When peace returned to the world, platinum was prominently resurrected by Alfred Stieglitz, who printed mostly on platinum and palladium papers. Platinum was also preferred by his young and now famous protégés Paul Strand and Clarence White.
Edward Weston also used platinum and palladium papers throughout his early years as did Irving Penn, Manuel Alvarez Bravo and most of the greats in the history of photography have all produced perfect, beautiful images in platinum.
After World War II, few photographers immediately resumed the use of platinum, largely because commercially made, a platinum-coated paper was no longer available. This meant that the photographer had to hand-coat the paper. While we appreciate the handmade artisan aspect of hand coating platinum prints today, it was not viewed as such during the late 1940s.
In this video by the National Gallery of Art, the platinum printing process is described and reviewed.
Laura Gilpin was among a few post-World War II photographers who did maintain the use of platinum, hand-coating her papers and creating images of the Southwest that would ultimately become legendary.
Although platinum was again obtainable after World War I, its price remained extremely high and out of reach for many photographers and collectors. Because of these market conditions, experimentation with palladium photography began.
By the early 1900s, it was understood that platinum was one of a family of “platinum metals”: the closely-related elements platinum, palladium, iridium, osmium and rhodium share many similar physical and chemical properties.

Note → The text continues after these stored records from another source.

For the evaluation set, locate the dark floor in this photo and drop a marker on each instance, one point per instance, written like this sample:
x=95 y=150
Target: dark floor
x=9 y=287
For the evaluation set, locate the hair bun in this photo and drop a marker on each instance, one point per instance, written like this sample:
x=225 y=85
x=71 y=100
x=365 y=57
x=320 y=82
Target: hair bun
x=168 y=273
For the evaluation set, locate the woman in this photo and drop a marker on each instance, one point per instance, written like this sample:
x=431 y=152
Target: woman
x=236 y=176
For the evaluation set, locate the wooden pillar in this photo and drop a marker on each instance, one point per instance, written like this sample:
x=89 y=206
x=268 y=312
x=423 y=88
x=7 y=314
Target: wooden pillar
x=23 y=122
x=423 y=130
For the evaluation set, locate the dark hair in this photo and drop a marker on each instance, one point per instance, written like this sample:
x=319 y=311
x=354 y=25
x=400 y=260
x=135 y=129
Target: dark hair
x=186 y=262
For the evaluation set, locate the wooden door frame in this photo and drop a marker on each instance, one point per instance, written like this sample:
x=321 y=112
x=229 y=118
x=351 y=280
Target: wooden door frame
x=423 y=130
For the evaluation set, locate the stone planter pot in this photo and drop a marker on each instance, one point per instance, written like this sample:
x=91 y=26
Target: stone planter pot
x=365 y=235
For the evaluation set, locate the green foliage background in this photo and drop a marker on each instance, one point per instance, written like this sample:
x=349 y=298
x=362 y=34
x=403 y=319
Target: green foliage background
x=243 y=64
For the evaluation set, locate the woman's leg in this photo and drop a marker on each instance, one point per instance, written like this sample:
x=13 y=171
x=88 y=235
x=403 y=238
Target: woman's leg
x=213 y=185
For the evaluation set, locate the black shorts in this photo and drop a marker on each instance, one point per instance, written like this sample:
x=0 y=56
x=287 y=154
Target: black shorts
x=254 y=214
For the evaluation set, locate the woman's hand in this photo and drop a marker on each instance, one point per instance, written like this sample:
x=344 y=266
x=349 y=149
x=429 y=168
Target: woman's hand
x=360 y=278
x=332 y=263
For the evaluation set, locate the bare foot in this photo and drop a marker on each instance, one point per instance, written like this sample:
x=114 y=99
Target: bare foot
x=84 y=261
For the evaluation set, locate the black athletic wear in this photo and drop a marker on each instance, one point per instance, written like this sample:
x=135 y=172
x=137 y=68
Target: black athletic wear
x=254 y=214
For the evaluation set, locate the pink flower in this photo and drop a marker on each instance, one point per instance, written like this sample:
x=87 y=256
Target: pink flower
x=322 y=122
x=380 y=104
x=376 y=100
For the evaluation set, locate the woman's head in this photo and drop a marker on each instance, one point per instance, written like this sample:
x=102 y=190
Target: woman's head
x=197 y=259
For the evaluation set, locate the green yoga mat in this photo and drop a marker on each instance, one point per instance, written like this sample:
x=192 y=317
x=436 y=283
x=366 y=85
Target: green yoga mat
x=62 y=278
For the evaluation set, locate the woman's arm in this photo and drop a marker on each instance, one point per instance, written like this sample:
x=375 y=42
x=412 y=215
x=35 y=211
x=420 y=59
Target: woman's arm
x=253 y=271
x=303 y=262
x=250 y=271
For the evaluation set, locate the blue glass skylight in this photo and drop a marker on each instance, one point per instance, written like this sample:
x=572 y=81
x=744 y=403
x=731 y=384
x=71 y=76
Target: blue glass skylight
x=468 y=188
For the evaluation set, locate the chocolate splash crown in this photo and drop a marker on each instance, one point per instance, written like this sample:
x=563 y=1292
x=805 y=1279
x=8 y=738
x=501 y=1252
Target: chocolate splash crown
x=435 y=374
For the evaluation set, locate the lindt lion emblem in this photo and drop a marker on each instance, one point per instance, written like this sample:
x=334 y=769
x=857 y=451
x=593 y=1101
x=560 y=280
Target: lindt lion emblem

During this time and for many decades Palladium remained less expensive than platinum and in better supply putting it within reach of more photographers. Costs of the precious metals are continually changing over time.
Certain compounds of palladium were found to be nearly indistinguishable substitutes for platinum, however, palladium produces a “warm” image, with less contrast.
In the following years, photographers began to experiment by mixing platinum and palladium together in varying proportions to achieve results that are not possible when the precious metals were used alone.
Two key aspects make the platinum print so special and so loved by collectors around the world – their delicate beauty and permanence.
The unique beauty of a fine platinum print involves a broad scale of tones from black to white with delicate highlights and open shadows unlike anything attainable in silver prints. In the deepest shadows, the platinum print still presents information; the platinum whites are delicate, and the depth of the image is alive and three-dimensional.
Platinum prints are not only exceptionally beautiful, but they are also among the most permanent objects invented by human beings! The platinum metals (platinum and palladium) are both more stable than gold, with platinum being the most stable of the three.
Incredibly, a platinum image, properly made, can last thousands of years.
Throughout history, man has used many methods of expression, such as daguerreotype, albumen, carbon, gravure, and most commonly, silver emulsions. But for master photographers, platinum has always held a special place.
In spite of its enormous extra labor and cost, platinum is often preferred for the photographer’s most personal, special and rare images.
Alfred Stieglitz referred to platinum as “the prince of media.”
Frederick Evans, one of the best platinum printers in history (whose prints of medieval cathedrals in Britain and the Continent are still regarded as quintessential), refused to use anything else and gave up photography when his beloved platinum became unavailable due to the war.
His friend, George Bernard Shaw, wrote that platinum is “on the extreme margin of photographic subtlety.”
In recent decades—with the appreciation of photography as an art, and its accelerating value as an investment to collectors—platinum is again in a renaissance among artists.